I came to this through searching posts about web scrapping:

I noticed if you check the url, there is filter option for the data on that page, while Webpage Retriever node only see the default url.
I inspect the filter field on the page, it’s something like this:

<input type="text" name="dData1" id="dData1" placeholder="mm/dd/yyyy" class="datepicker hasDatepicker" onkeypress="javascript:mask_data('2','0',true,frmBD);" value="02/25/2025" maxlength="10" spellcheck="false" data-ms-editor="true">

How can i tell the Webpage Retriever node to apply this field with different value on page first then after that retrieve it?

badger101 · February 26, 2025, 7:52am

Hi @mmrostami , the URL you provided in the workflow has a .php in it, meaning it is a dynamic page that executes scripts from a web server.

KNIME’s Webpage Retriever can only retrieve data from simple static websites.
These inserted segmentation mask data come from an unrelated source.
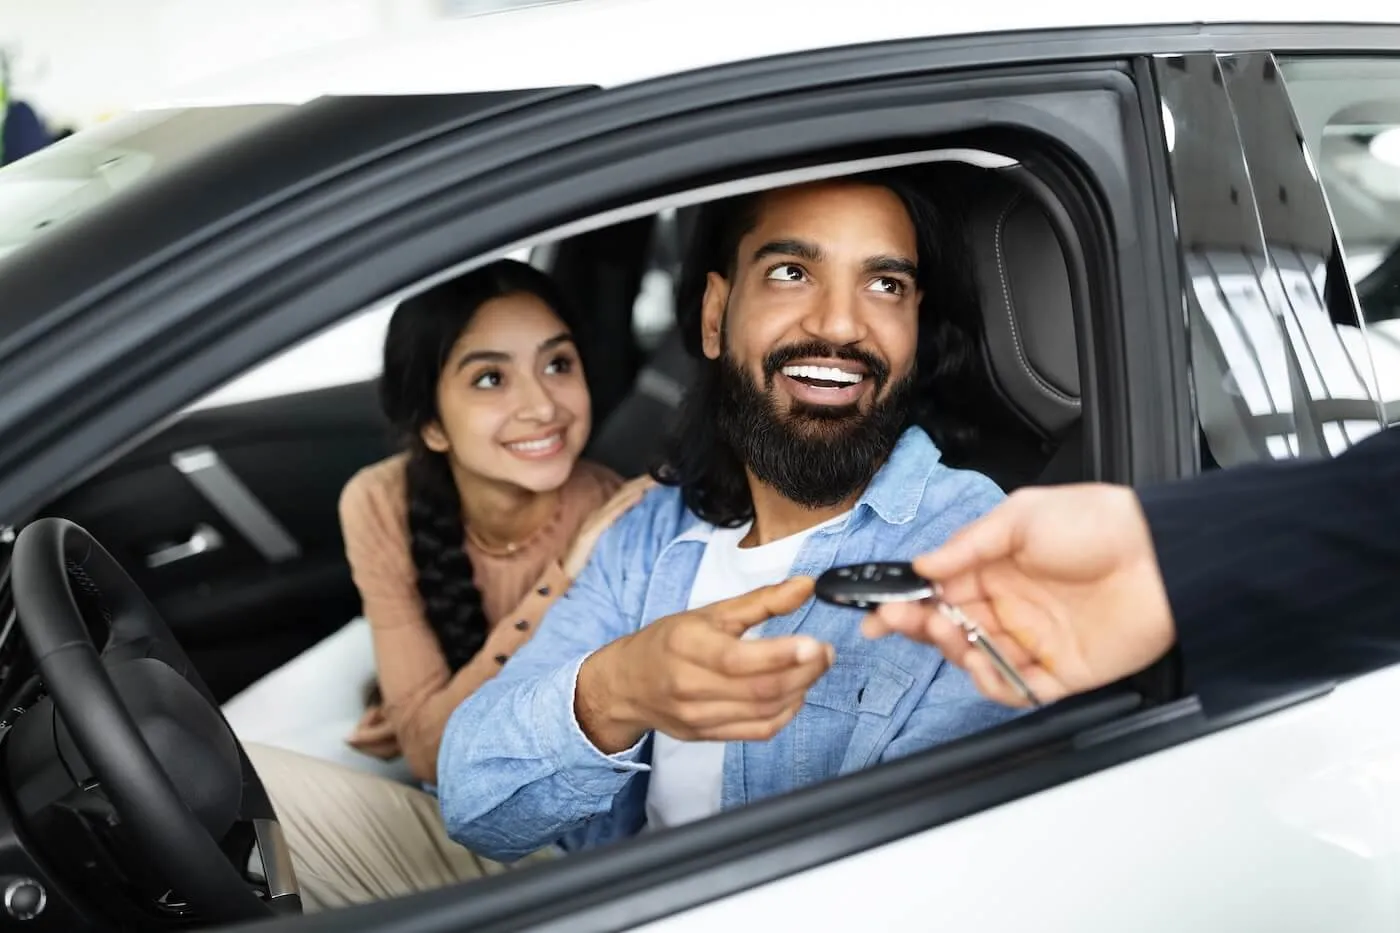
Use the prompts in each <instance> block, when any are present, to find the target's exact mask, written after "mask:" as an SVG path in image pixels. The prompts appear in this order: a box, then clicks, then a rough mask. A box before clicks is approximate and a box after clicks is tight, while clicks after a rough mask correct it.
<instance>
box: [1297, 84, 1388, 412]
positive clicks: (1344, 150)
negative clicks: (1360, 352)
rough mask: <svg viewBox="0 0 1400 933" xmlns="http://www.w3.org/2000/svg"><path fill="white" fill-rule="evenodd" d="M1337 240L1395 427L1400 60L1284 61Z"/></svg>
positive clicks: (1372, 362)
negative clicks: (1331, 219)
mask: <svg viewBox="0 0 1400 933" xmlns="http://www.w3.org/2000/svg"><path fill="white" fill-rule="evenodd" d="M1280 67H1281V70H1282V73H1284V77H1285V80H1287V84H1288V94H1289V97H1291V98H1292V104H1294V109H1295V111H1296V113H1298V122H1299V126H1301V129H1302V134H1303V139H1305V140H1306V144H1308V151H1309V153H1310V155H1312V161H1313V164H1316V167H1317V175H1319V178H1320V179H1322V185H1323V188H1324V191H1326V192H1327V202H1329V205H1330V206H1331V216H1333V220H1334V221H1336V226H1337V231H1338V234H1340V237H1341V247H1343V248H1341V254H1343V262H1344V265H1345V272H1347V280H1348V283H1350V284H1351V287H1352V289H1354V290H1355V296H1357V304H1358V307H1359V310H1361V318H1362V329H1364V335H1365V336H1364V342H1365V346H1366V349H1368V352H1369V354H1371V359H1372V363H1373V367H1375V378H1376V381H1378V384H1379V395H1380V401H1382V403H1383V406H1385V416H1386V422H1387V423H1389V424H1394V423H1397V422H1400V56H1394V57H1376V59H1358V57H1345V59H1294V60H1284V62H1281V64H1280Z"/></svg>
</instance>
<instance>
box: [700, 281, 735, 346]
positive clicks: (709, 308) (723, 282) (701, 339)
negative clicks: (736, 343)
mask: <svg viewBox="0 0 1400 933" xmlns="http://www.w3.org/2000/svg"><path fill="white" fill-rule="evenodd" d="M728 304H729V282H728V279H725V277H724V276H721V275H720V273H718V272H711V273H708V275H706V280H704V300H703V301H701V304H700V346H701V349H703V350H704V354H706V357H708V359H711V360H718V359H720V349H721V346H722V343H724V340H721V339H720V335H721V332H722V331H724V308H725V307H727V305H728Z"/></svg>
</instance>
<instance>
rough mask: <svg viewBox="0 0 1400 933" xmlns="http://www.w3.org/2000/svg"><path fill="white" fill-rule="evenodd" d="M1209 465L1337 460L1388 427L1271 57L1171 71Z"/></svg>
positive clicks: (1197, 364) (1347, 293)
mask: <svg viewBox="0 0 1400 933" xmlns="http://www.w3.org/2000/svg"><path fill="white" fill-rule="evenodd" d="M1158 77H1159V90H1161V92H1162V104H1163V129H1165V130H1166V141H1168V148H1169V153H1170V161H1172V175H1173V188H1175V207H1176V217H1177V226H1179V237H1180V242H1182V252H1183V265H1184V269H1186V275H1187V279H1189V282H1190V286H1191V287H1190V290H1189V296H1187V312H1189V333H1190V359H1191V380H1193V392H1194V401H1196V413H1197V417H1198V422H1200V429H1201V444H1200V454H1201V457H1200V458H1201V466H1203V468H1205V469H1210V468H1214V466H1231V465H1236V464H1243V462H1252V461H1267V459H1288V458H1294V457H1333V455H1336V454H1338V452H1341V451H1344V450H1345V448H1348V447H1350V445H1352V444H1355V443H1358V441H1361V440H1362V438H1365V437H1368V436H1369V434H1373V433H1375V431H1378V430H1380V426H1382V420H1383V419H1382V409H1380V405H1379V402H1378V398H1379V391H1378V388H1376V371H1375V364H1373V361H1372V356H1371V353H1369V347H1368V340H1366V331H1365V326H1364V322H1362V319H1361V315H1359V314H1358V311H1357V301H1355V294H1354V293H1352V289H1351V284H1350V280H1348V279H1347V275H1345V269H1344V263H1343V254H1341V242H1340V238H1338V235H1337V234H1336V231H1334V226H1333V223H1331V219H1330V213H1329V206H1327V199H1326V196H1324V192H1323V188H1322V186H1320V185H1319V182H1317V172H1316V168H1315V165H1313V158H1312V155H1310V153H1309V150H1308V148H1305V147H1303V146H1302V141H1301V130H1299V127H1298V120H1296V119H1295V116H1294V111H1292V105H1291V102H1289V98H1288V94H1287V90H1285V87H1284V80H1282V76H1281V73H1280V70H1278V66H1277V62H1275V60H1274V57H1273V56H1271V55H1268V53H1247V55H1221V56H1211V55H1194V56H1176V57H1169V59H1165V60H1159V62H1158Z"/></svg>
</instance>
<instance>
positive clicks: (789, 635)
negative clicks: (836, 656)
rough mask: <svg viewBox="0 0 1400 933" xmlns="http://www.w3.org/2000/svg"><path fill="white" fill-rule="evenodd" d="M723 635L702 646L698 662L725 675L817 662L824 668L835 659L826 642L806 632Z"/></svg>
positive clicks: (752, 671)
mask: <svg viewBox="0 0 1400 933" xmlns="http://www.w3.org/2000/svg"><path fill="white" fill-rule="evenodd" d="M721 637H724V642H722V643H708V642H707V644H706V646H704V647H703V651H701V653H699V654H701V656H700V657H696V658H694V660H697V661H699V663H701V664H704V665H706V667H708V668H710V670H713V671H718V672H721V674H725V675H728V677H752V675H756V674H774V672H778V671H785V670H788V668H792V667H798V665H808V664H820V667H822V668H823V670H825V668H826V667H830V664H832V663H833V661H834V660H836V651H834V649H833V647H832V646H830V644H826V643H823V642H818V640H816V639H813V637H812V636H809V635H784V636H780V637H773V639H743V640H741V639H734V637H731V636H721Z"/></svg>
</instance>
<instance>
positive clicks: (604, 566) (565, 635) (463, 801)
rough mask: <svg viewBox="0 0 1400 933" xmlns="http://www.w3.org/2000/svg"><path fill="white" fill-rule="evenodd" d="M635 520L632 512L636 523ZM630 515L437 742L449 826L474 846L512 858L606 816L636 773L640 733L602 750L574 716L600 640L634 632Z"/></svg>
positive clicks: (439, 793) (441, 803) (599, 641)
mask: <svg viewBox="0 0 1400 933" xmlns="http://www.w3.org/2000/svg"><path fill="white" fill-rule="evenodd" d="M629 520H631V521H629ZM634 521H644V516H643V514H638V513H637V511H634V513H630V514H629V516H624V517H623V518H622V520H620V521H619V523H617V524H616V525H615V527H613V528H610V530H609V531H608V532H606V534H605V535H603V538H602V539H601V541H599V542H598V548H596V551H595V555H594V559H592V560H591V562H589V563H588V566H587V567H585V569H584V572H582V573H581V574H580V576H578V579H577V580H575V581H574V586H573V587H570V590H568V593H567V594H564V597H563V598H561V600H559V602H556V604H554V605H553V607H552V608H550V611H549V612H547V614H546V615H545V619H543V622H542V623H540V628H539V632H536V633H535V637H532V639H531V640H529V642H528V643H526V644H525V646H524V647H522V649H521V650H519V651H518V653H517V654H515V657H512V658H511V660H510V661H508V663H507V664H505V667H504V668H503V670H501V672H500V674H498V675H497V677H496V678H494V679H491V681H489V682H486V684H483V685H482V686H480V688H479V689H477V691H476V692H475V693H473V695H472V696H470V698H468V699H466V700H465V702H463V703H462V705H461V706H458V707H456V710H455V712H454V713H452V716H451V717H449V719H448V723H447V730H445V731H444V735H442V745H441V748H440V751H438V797H440V801H441V807H442V818H444V822H445V825H447V831H448V835H449V836H451V838H452V839H454V841H456V842H459V843H461V845H463V846H466V848H469V849H472V850H473V852H476V853H477V855H483V856H486V857H490V859H496V860H501V862H512V860H515V859H519V857H524V856H526V855H529V853H531V852H535V850H538V849H540V848H543V846H547V845H550V843H554V842H557V841H559V839H560V838H563V836H564V835H567V834H568V832H570V831H573V829H575V828H578V827H581V825H584V824H585V822H588V821H591V820H594V818H598V817H603V815H606V814H608V813H609V811H610V810H612V806H613V800H615V797H616V796H617V794H619V792H622V790H623V789H624V787H626V786H627V783H629V782H630V780H631V779H633V777H634V776H636V773H637V772H644V770H648V765H647V763H645V762H644V761H643V754H641V748H643V742H638V744H637V745H636V747H633V748H629V749H627V751H624V752H620V754H616V755H606V754H603V752H602V751H599V749H598V748H596V747H595V745H594V744H592V742H591V741H589V740H588V737H587V735H584V731H582V728H580V726H578V720H577V716H575V714H574V691H575V688H577V684H578V670H580V667H582V664H584V661H585V660H587V658H588V657H589V656H591V654H592V653H594V651H596V650H598V649H601V647H603V646H605V644H609V643H610V642H615V640H616V639H619V637H622V636H624V635H629V633H631V632H634V630H636V626H637V619H636V614H634V612H629V611H627V609H626V608H624V607H623V605H620V601H619V594H620V593H622V586H620V583H622V581H620V576H622V573H623V569H624V567H623V562H624V559H626V556H624V548H623V546H622V542H624V541H626V539H627V537H629V534H630V531H631V530H630V528H629V525H633V523H634Z"/></svg>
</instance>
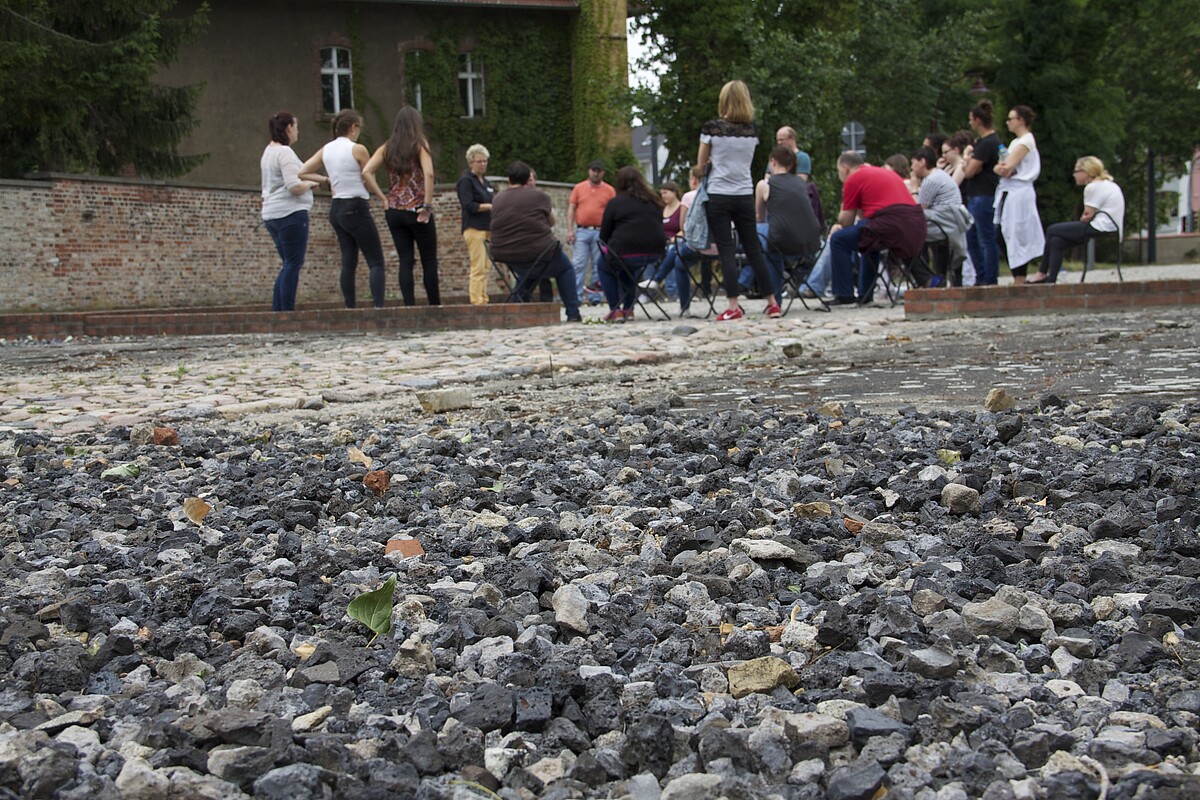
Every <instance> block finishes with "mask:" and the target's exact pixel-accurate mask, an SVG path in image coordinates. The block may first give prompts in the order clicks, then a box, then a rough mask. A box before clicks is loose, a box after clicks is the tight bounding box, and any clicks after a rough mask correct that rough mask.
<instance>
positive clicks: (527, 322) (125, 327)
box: [0, 302, 560, 339]
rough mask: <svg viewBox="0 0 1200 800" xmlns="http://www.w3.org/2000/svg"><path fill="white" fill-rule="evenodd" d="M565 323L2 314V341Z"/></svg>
mask: <svg viewBox="0 0 1200 800" xmlns="http://www.w3.org/2000/svg"><path fill="white" fill-rule="evenodd" d="M558 321H560V307H559V305H558V303H548V302H527V303H490V305H486V306H470V305H461V306H389V307H384V308H311V309H305V311H290V312H280V313H272V312H270V311H260V309H258V308H241V309H236V308H229V307H223V308H221V309H209V308H187V309H166V311H121V312H65V313H48V314H0V337H5V338H24V337H32V338H47V339H48V338H66V337H67V336H74V337H80V336H97V337H98V336H197V335H208V336H211V335H226V333H298V332H305V333H326V332H329V333H331V332H343V331H439V330H467V329H514V327H533V326H539V325H553V324H556V323H558Z"/></svg>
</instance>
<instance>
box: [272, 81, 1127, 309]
mask: <svg viewBox="0 0 1200 800" xmlns="http://www.w3.org/2000/svg"><path fill="white" fill-rule="evenodd" d="M1034 120H1036V114H1034V112H1033V110H1032V109H1031V108H1028V107H1027V106H1015V107H1013V108H1012V109H1010V110H1009V113H1008V115H1007V118H1006V126H1007V127H1008V131H1009V133H1012V137H1013V138H1012V140H1010V142H1009V143H1008V144H1007V145H1004V144H1003V143H1002V142H1001V139H1000V137H998V136H997V133H996V130H995V126H994V109H992V104H991V103H990V102H989V101H982V102H979V103H978V104H976V106H974V108H972V109H971V112H970V114H968V122H970V128H971V130H970V131H966V130H964V131H959V132H958V133H955V134H953V136H949V137H947V136H942V134H930V136H929V137H928V138H926V139H925V142H924V143H923V146H922V148H920V149H918V150H917V151H916V152H914V154H913V155H912V156H904V155H895V156H892V157H890V158H888V160H887V162H886V164H884V166H883V167H875V166H871V164H868V163H865V161H864V158H863V156H862V155H859V154H858V152H853V151H847V152H844V154H841V156H840V157H839V160H838V175H839V178H840V179H841V181H842V185H844V186H842V201H841V207H840V211H839V213H838V218H836V221H835V223H834V224H833V225H832V227H829V228H828V230H826V219H824V211H823V207H822V205H821V196H820V192H818V191H817V187H816V186H815V185H814V184H812V180H811V169H812V167H811V158H810V157H809V155H808V154H806V152H804V151H803V150H800V149H799V146H798V145H797V140H796V131H794V130H792V128H791V127H784V128H780V130H779V132H778V133H776V134H775V144H776V146H775V148H774V150H773V151H772V154H770V160H769V167H768V172H767V175H766V176H764V178H763V179H762V180H760V181H757V182H756V181H755V179H754V175H752V174H751V161H752V158H754V154H755V150H756V148H757V144H758V134H757V130H756V127H755V124H754V104H752V102H751V98H750V92H749V90H748V88H746V85H745V84H744V83H743V82H740V80H731V82H728V83H727V84H725V85H724V86H722V88H721V91H720V96H719V101H718V116H715V118H714V119H712V120H709V121H707V122H704V125H703V126H702V127H701V133H700V148H698V152H697V158H696V164H695V166H694V167H692V168H691V170H690V172H689V184H690V191H689V192H686V193H683V194H680V190H679V187H678V186H677V185H676V184H674V182H672V181H666V182H664V184H662V186H661V187H660V188H659V190H658V191H655V190H654V188H653V187H652V186H650V185H649V184H647V181H646V179H644V178H643V176H642V174H641V170H640V169H638V168H636V167H623V168H622V169H620V170H618V173H617V176H616V181H614V185H610V184H607V182H605V180H604V178H605V164H604V162H600V161H594V162H592V163H590V164H589V166H588V178H587V179H586V180H583V181H581V182H580V184H577V185H576V186H575V187H574V188H572V190H571V193H570V198H569V201H568V213H566V236H565V240H566V242H565V243H566V245H568V246H569V247H570V248H571V254H570V257H568V254H566V251H565V249H564V246H563V243H562V242H559V241H558V239H557V237H556V236H554V233H553V227H554V222H556V221H554V211H553V206H552V204H551V200H550V198H548V197H547V196H546V194H545V193H544V192H541V191H540V190H538V188H536V174H535V173H534V170H533V169H532V168H530V167H529V166H528V164H526V163H523V162H520V161H518V162H514V163H512V164H511V166H510V167H509V169H508V182H509V186H508V187H506V188H505V191H503V192H496V191H494V188H493V187H492V185H491V182H490V181H488V180H487V179H486V178H485V174H486V170H487V166H488V160H490V154H488V151H487V149H486V148H485V146H484V145H481V144H475V145H472V146H470V148H469V149H468V150H467V170H466V172H464V173H463V175H462V178H461V179H460V180H458V182H457V185H456V192H457V196H458V200H460V205H461V207H462V236H463V240H464V242H466V246H467V251H468V255H469V261H470V271H469V279H468V294H469V299H470V302H472V303H486V302H487V300H488V294H487V284H488V273H490V269H491V260H492V258H490V255H488V251H487V248H488V242H491V251H492V254H491V255H492V257H493V258H496V260H498V261H502V263H504V264H506V265H508V266H509V267H510V270H511V271H512V272H514V275H515V276H517V287H516V293H517V294H518V295H520V296H522V297H528V296H529V295H530V293H532V288H533V285H534V284H538V283H540V284H542V285H544V287H545V285H546V282H547V281H550V279H553V281H554V282H557V284H558V293H559V296H560V297H562V301H563V305H564V307H565V309H566V317H568V319H569V320H578V319H580V305H581V302H583V301H584V299H586V297H587V294H588V293H589V291H602V294H604V297H605V300H606V301H607V303H608V314H607V315H606V317H605V321H611V323H619V321H625V320H626V319H630V318H631V317H632V315H634V306H635V302H636V300H637V297H638V293H640V291H649V293H654V291H656V290H659V289H660V288H666V289H667V291H668V293H672V291H673V293H674V294H677V295H678V297H679V305H680V312H682V313H683V314H684V315H690V300H691V284H692V279H691V269H692V266H695V265H696V263H697V261H701V260H702V259H703V257H704V255H708V257H709V258H710V259H712V260H714V261H716V263H719V264H720V267H721V275H722V278H724V284H725V296H726V302H727V306H726V308H725V309H724V311H722V312H721V313H720V314H719V315H718V317H716V319H718V321H728V320H734V319H740V318H742V317H743V315H744V313H745V312H744V309H743V308H742V305H740V301H739V297H740V296H743V295H745V294H748V293H749V291H750V287H757V291H758V294H760V296H761V297H763V299H766V301H767V307H766V314H767V317H770V318H775V317H779V315H781V308H780V297H781V296H782V293H784V291H785V290H787V289H788V287H787V283H786V282H785V275H786V261H787V260H792V261H794V260H799V261H803V263H806V264H811V269H810V270H809V271H808V275H806V276H805V281H804V282H803V284H802V285H800V287H799V288H798V287H797V285H796V284H792V285H791V289H790V290H797V289H798V290H799V293H800V295H802V296H806V297H820V296H822V295H823V294H826V291H828V290H829V289H832V291H833V297H832V301H830V303H832V305H852V303H865V302H870V301H871V300H872V299H874V290H875V285H876V276H877V270H878V257H880V253H881V252H883V251H888V252H889V253H890V254H892V255H893V257H896V258H899V259H902V260H905V261H907V263H914V264H920V265H922V266H920V267H919V269H917V270H916V277H917V278H918V281H919V282H922V283H923V284H926V285H937V284H938V283H940V282H942V281H944V282H947V283H950V284H955V285H961V284H971V283H973V284H976V285H991V284H996V283H997V282H998V272H1000V254H1001V249H1003V252H1004V253H1006V255H1007V260H1008V264H1009V269H1010V271H1012V273H1013V278H1014V282H1015V283H1026V282H1027V283H1054V282H1055V281H1056V279H1057V277H1058V272H1060V270H1061V267H1062V260H1063V258H1064V254H1066V252H1067V251H1068V249H1069V248H1070V247H1074V246H1078V245H1081V243H1085V242H1086V241H1087V240H1088V239H1090V237H1093V236H1098V235H1102V234H1108V233H1118V234H1120V233H1121V230H1122V225H1123V219H1124V198H1123V196H1122V193H1121V188H1120V187H1118V186H1117V185H1116V184H1115V182H1114V181H1112V176H1111V175H1109V174H1108V172H1106V170H1105V169H1104V164H1103V162H1100V160H1098V158H1096V157H1093V156H1084V157H1082V158H1080V160H1079V161H1078V162H1076V164H1075V173H1074V176H1075V181H1076V184H1078V185H1079V186H1082V187H1084V205H1085V210H1084V213H1082V215H1081V216H1080V218H1079V219H1078V221H1072V222H1062V223H1056V224H1052V225H1050V227H1049V228H1048V229H1045V230H1043V227H1042V222H1040V218H1039V216H1038V209H1037V194H1036V190H1034V182H1036V181H1037V179H1038V178H1039V175H1040V173H1042V158H1040V154H1039V151H1038V146H1037V140H1036V138H1034V136H1033V132H1032V126H1033V122H1034ZM269 132H270V138H271V140H270V143H269V144H268V145H266V149H265V150H264V151H263V156H262V162H260V166H262V179H263V221H264V225H265V227H266V229H268V231H269V233H270V235H271V237H272V240H274V242H275V245H276V248H277V251H278V254H280V258H281V260H282V267H281V270H280V273H278V277H277V278H276V282H275V289H274V296H272V308H274V309H275V311H292V309H294V308H295V295H296V285H298V282H299V276H300V270H301V267H302V265H304V260H305V253H306V249H307V240H308V211H310V210H311V207H312V190H313V188H316V187H318V186H329V188H330V190H331V193H332V201H331V203H330V211H329V222H330V224H331V225H332V228H334V231H335V234H336V236H337V241H338V247H340V249H341V260H342V267H341V289H342V296H343V299H344V302H346V306H347V307H350V308H353V307H354V306H355V271H356V267H358V259H359V252H360V251H361V253H362V254H364V257H365V258H366V261H367V266H368V269H370V282H368V283H370V287H371V296H372V300H373V302H374V305H376V306H383V303H384V295H385V273H384V257H383V247H382V243H380V240H379V233H378V230H377V228H376V223H374V217H373V216H372V212H371V207H370V198H371V197H376V198H378V199H379V201H380V203H382V204H383V206H384V207H385V219H386V223H388V228H389V230H390V231H391V236H392V242H394V243H395V247H396V253H397V255H398V258H400V287H401V293H402V295H403V301H404V303H406V305H409V306H412V305H414V303H415V279H414V269H415V260H416V259H415V254H416V252H419V253H420V257H421V266H422V281H424V285H425V293H426V296H427V299H428V302H430V303H431V305H439V303H440V294H439V287H438V257H437V228H436V224H434V221H433V213H432V206H431V203H432V199H433V158H432V155H431V152H430V144H428V140H427V138H426V136H425V131H424V125H422V122H421V116H420V113H419V112H418V110H416V109H414V108H412V107H407V106H406V107H404V108H402V109H401V110H400V113H398V114H397V115H396V120H395V124H394V126H392V132H391V136H390V137H389V139H388V142H385V143H384V144H383V145H380V146H379V148H377V149H376V151H374V152H373V154H371V152H368V151H367V149H366V148H365V146H364V145H361V144H359V142H358V139H359V137H360V134H361V132H362V118H361V115H359V114H358V113H356V112H353V110H343V112H341V113H338V114H337V115H336V116H335V118H334V120H332V133H334V140H332V142H330V143H328V144H325V145H324V146H322V148H320V149H319V150H318V151H317V152H316V154H313V156H312V157H311V158H308V160H307V161H306V162H301V161H300V158H299V157H298V156H296V155H295V152H294V151H293V150H292V145H294V144H295V142H296V139H298V138H299V122H298V120H296V118H295V115H293V114H288V113H280V114H275V115H274V116H272V118H271V119H270V120H269ZM380 169H384V170H385V172H386V175H388V190H386V192H385V191H383V190H382V188H380V186H379V184H378V181H377V178H376V174H377V172H378V170H380ZM926 245H928V246H929V251H930V253H931V257H932V258H931V259H930V261H929V263H928V264H924V261H923V260H920V259H916V257H917V255H918V254H920V253H922V252H924V251H925V247H926ZM739 248H740V251H742V257H743V259H744V260H743V263H744V266H743V269H742V270H740V271H739V269H738V249H739ZM1039 258H1040V261H1039V264H1038V270H1037V271H1036V272H1033V273H1028V267H1030V265H1031V264H1032V263H1033V261H1034V260H1036V259H1039ZM589 276H590V278H592V281H590V282H589V281H588V278H589ZM703 284H704V281H703V278H702V279H701V285H703ZM542 299H548V294H547V293H546V289H545V288H544V294H542Z"/></svg>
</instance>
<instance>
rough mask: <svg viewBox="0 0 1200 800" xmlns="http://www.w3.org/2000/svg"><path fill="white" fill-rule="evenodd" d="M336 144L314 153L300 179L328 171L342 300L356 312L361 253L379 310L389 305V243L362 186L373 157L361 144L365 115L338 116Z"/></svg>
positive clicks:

Read more about the difference between static and dynamic here.

What you can try for the time being is to experiment with KNIME’s alternative nodes from the Web Interaction Extension:

It has some drawbacks, but you’ll have to try - see if it can help you navigate the webpage without issues.

Alternatively, you may also try the Palladian Nodes:

mmrostami · February 26, 2025, 8:05am

wow thank you, going to read about dynamic pages and alternative nodes.

mmrostami · February 26, 2025, 5:56pm

I found this as solution and want to learn more about it. thank you @badger101

but it’s free for one month.

MartinDDDD · February 26, 2025, 6:16pm

KNIME Web Interaction does similar stuff to Selenium nodes… it also opens up a browser that is then controlled by the logic you build with nodes in KNIME…

Whenever you want to fill out forms and click buttons on websites it really works well!

mmrostami · February 26, 2025, 7:19pm

@MartinDDDD I’m really looking to learn this nodes, where can I find good reference?

MartinDDDD · February 26, 2025, 7:39pm

I did a video on one of the just knime it challenges a while back that uses this extension - apologies in advance for AI voice

Alex_JW · February 28, 2025, 7:03am

Hey @mmrostami, glad that you got a solution from @MartinDDDD and thank you very much for providing such a good one! I hope you could fix your workflow accordingly. If you have feedback / suggestions for the Web Interaction Nodes, please do not hesitate to leave a message here.

Best,
Alex

mmrostami · February 28, 2025, 7:22am

Thank you, @Alex_JW. extensive research on web scraping using BeautifulSoup and other tools, I discovered that this KNIME node is highly effective and for solving the problem. However, I am still encountering an issue at one step in my workflow. I will create a new topic soon to seek. I appreciate the support from wonderful community and express my gratitude to KNIME and everyone involved. Thank you.

system · March 7, 2025, 7:23am

This topic was automatically closed 7 days after the last reply. New replies are no longer allowed.